His words came back to him like lasers.

“No,” he said. “No. She wouldn’t have
stayed. She didn’t stay.”

He nudged his mount forward and down the
hillside yet nothing else moved around him. The sound had been sucked from the
air as had the stench of burning wood. His hands were tight on the reins as the
stallion picked its way down the incline.

“She’s safe,” he said. “She’s safe. I know
she’s safe. She’s down there with her people.”

The alternative was impossible. It was
unthinkable. It would not be contemplated.

As he cleared the hillside and the horse
trotted across the meadowland that separated the hill from the keep, he kept
his eyes on the bedchamber window. The fire wasn’t burning. It was suspended,
the light in the window bright but unwavering. The people were
stationary—turned toward the keep—and the smoke hung thick but unmoving around
him as he urged the beast to a faster gait.

He passed the inhabitants of Castle
Blackthorn but when he looked at their faces there were no features looking
back at him. No eyes, no noses, no mouths. Only blank ovals perched atop black
silhouettes. Their eerie stillness and shadowy bodies reminded him of vampires
left in the Sun to die.

Reaching a place where a table had been set
up and two of his men were taking names, issuing accommodations, he reined in
his horse and dismounted, letting the leather straps drop as he strode toward
the table. The men sitting there were as motionless as statues, their faces
gone.

Heart trip hammering, he reached for the
papers and began to scan his eyes over the names—looking for that one name he
sought.

But it wasn’t there. He looked around him,
latched his attention on each and every faceless person there but she wasn’t
among them. He would have known if she was.

He looked toward the keep. At the
bedchamber window.

And saw her.

He sucked in a breath for she was standing
at the window with her hands on the panes, looking down at him.

She screamed and her scream unleashed the
terrible force of the keep’s destruction. Sound rushed back like an advancing
tornado. The flames streaked across the lower level and thrust outward from the
windows of the rooms on the floors above. The people around him began to moan
and wail, pointing their fingers at the room where she stood framed in the
window.

“Antonia!” he yelled and started forward,
digging his heels into the earth as he sprinted for the keep.

Someone grabbed him, stopped him and he
fought them, hissing and growling and slashing at them with fangs and claws but
they drew him back away from the blazing inferno.

“Antonia!” he screamed.

There was a horrible cracking sound and he
struggled harder. Five men were holding him, dragging him. She was beating
against the window, trying to break the glass. Behind her, flames undulated.

“Let go of me!” he bellowed.

Another loud crack ricocheted through the
air to signal the roof timbers were giving way.

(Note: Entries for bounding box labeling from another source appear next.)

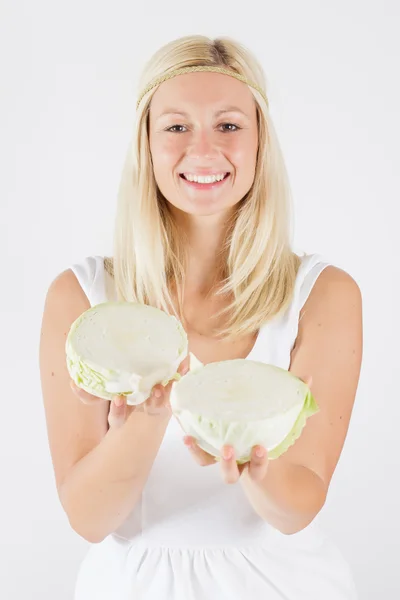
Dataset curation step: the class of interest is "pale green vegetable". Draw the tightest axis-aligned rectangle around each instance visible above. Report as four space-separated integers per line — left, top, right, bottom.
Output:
171 359 319 463
65 302 188 405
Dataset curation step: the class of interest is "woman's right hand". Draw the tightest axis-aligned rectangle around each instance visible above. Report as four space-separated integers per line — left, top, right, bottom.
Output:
70 357 189 429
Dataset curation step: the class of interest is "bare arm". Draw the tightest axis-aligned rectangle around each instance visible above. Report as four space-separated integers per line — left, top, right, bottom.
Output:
241 267 363 534
39 270 170 543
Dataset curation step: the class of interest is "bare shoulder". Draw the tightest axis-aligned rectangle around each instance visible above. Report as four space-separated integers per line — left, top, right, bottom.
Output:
39 269 108 489
287 266 363 487
301 265 362 316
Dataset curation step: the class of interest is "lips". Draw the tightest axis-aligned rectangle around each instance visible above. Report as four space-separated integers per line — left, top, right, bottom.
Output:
179 171 230 183
179 171 230 192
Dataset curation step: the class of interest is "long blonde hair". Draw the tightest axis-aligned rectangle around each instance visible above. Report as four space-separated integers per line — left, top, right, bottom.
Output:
106 35 301 337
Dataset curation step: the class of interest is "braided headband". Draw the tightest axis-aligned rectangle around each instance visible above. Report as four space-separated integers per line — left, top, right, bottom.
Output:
136 66 268 110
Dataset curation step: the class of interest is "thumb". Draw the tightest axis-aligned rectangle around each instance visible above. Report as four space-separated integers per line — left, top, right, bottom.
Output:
108 395 128 429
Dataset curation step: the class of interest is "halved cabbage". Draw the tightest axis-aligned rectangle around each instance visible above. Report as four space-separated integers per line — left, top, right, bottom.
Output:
171 359 319 464
65 302 188 405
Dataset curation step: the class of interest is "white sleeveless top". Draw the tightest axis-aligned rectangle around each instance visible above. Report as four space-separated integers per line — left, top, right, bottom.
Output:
70 254 357 600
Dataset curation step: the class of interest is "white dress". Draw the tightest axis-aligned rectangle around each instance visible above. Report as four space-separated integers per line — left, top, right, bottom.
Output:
71 254 357 600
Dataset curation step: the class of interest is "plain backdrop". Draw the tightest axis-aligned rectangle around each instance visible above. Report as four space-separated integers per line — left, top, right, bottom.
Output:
0 0 400 600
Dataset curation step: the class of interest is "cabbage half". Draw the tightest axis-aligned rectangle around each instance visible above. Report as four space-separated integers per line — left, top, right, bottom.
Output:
65 302 188 405
171 359 319 464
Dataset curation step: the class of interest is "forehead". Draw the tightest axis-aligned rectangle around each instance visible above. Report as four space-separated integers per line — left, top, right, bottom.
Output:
150 72 255 115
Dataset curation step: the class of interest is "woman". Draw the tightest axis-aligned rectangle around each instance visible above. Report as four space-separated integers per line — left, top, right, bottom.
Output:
40 36 362 600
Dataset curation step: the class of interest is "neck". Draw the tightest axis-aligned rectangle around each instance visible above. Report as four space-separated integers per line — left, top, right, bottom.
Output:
178 214 234 296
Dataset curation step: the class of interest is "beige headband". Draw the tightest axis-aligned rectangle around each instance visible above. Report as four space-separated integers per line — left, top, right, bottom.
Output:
136 66 269 110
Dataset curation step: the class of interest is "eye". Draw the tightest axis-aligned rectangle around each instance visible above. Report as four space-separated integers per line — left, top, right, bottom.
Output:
220 123 240 133
166 125 185 133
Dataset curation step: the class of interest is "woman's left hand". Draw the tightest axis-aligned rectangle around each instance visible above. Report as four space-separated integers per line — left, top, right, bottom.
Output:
183 436 269 483
183 375 312 483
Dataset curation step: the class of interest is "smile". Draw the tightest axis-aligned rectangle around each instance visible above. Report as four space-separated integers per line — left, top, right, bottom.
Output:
179 173 230 189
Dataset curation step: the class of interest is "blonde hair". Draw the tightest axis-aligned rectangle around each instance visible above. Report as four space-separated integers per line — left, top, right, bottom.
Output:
106 35 301 337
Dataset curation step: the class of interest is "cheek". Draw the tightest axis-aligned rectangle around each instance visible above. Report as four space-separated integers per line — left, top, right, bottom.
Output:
151 138 182 169
230 140 257 177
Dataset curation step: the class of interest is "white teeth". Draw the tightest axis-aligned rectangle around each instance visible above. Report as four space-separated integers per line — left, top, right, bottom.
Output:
183 173 226 183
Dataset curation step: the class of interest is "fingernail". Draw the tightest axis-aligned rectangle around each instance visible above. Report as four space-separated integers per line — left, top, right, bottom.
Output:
222 448 233 460
114 396 124 407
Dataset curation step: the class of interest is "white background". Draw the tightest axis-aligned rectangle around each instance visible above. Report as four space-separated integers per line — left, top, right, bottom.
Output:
0 0 400 600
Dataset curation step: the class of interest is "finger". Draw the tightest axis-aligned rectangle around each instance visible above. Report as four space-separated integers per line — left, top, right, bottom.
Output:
108 395 127 429
247 446 268 481
142 383 172 416
178 354 190 377
183 435 216 467
69 379 105 404
221 446 240 483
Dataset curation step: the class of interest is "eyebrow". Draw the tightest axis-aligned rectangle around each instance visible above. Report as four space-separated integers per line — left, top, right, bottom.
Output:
157 106 249 119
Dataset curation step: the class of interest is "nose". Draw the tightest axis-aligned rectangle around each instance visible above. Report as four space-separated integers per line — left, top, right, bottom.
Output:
186 130 218 160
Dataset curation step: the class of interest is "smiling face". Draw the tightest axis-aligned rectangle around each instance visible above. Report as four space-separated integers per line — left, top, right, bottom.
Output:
149 72 258 215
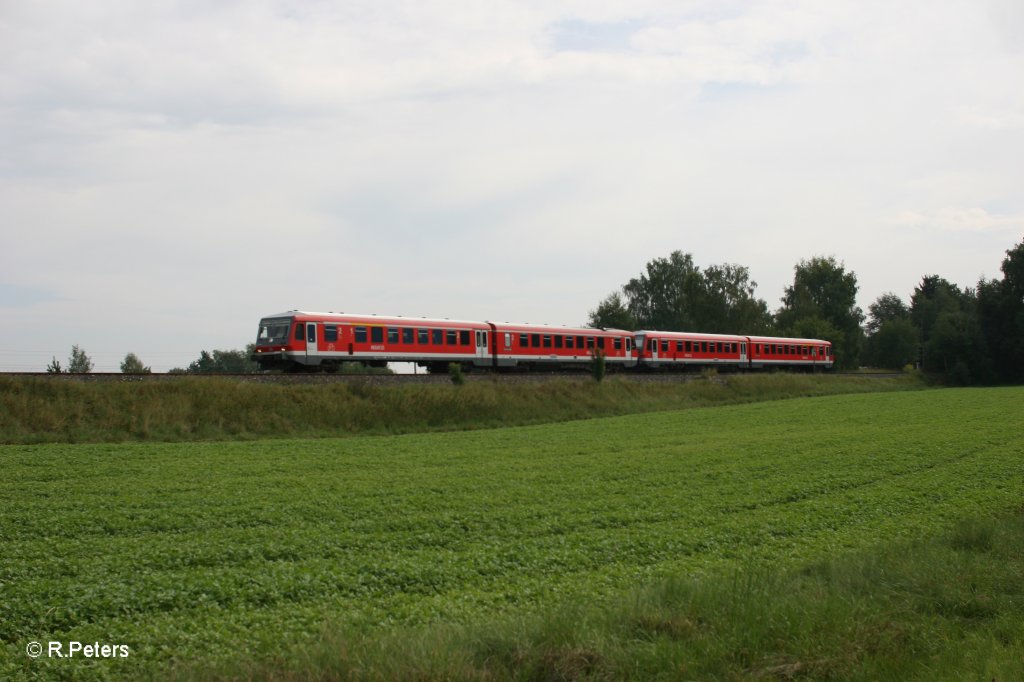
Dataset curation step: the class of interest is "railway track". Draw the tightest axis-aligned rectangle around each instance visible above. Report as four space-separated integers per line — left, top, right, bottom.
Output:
0 372 901 386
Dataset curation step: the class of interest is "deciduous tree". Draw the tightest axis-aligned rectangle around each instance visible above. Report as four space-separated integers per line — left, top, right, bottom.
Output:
775 256 864 368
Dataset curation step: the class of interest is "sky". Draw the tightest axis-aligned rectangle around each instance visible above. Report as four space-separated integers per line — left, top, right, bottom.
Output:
0 0 1024 372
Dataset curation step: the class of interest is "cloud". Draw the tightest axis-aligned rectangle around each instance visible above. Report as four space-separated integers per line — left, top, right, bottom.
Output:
890 206 1024 232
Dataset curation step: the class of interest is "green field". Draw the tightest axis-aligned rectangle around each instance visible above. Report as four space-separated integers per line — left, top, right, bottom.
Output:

“Let go of me!” he screamed. “I have to
save her!”

A series of crackling pops.

A loud groan.

And the roof caved in.

The window of the bedchamber dissolved and
the entire level dropped like a rock.

“No!” he shrieked. “No!”

“There’s nothing you can do, General,”
someone said. “She’s gone.”

Though they held his arms, he sank to his
knees, his head raised to look at the destruction he had caused, he had
wrought.

“I am about to issue the order to bring
this wretched pile of stones to the ground. Every stick of furniture, every
drapery, every painting, everything that remains will be put to the torch.
There will not be one block, one timber, or one girder left standing when I am
through.”

And that was what he had done but in the
doing he had destroyed the only good thing he would ever have in his life.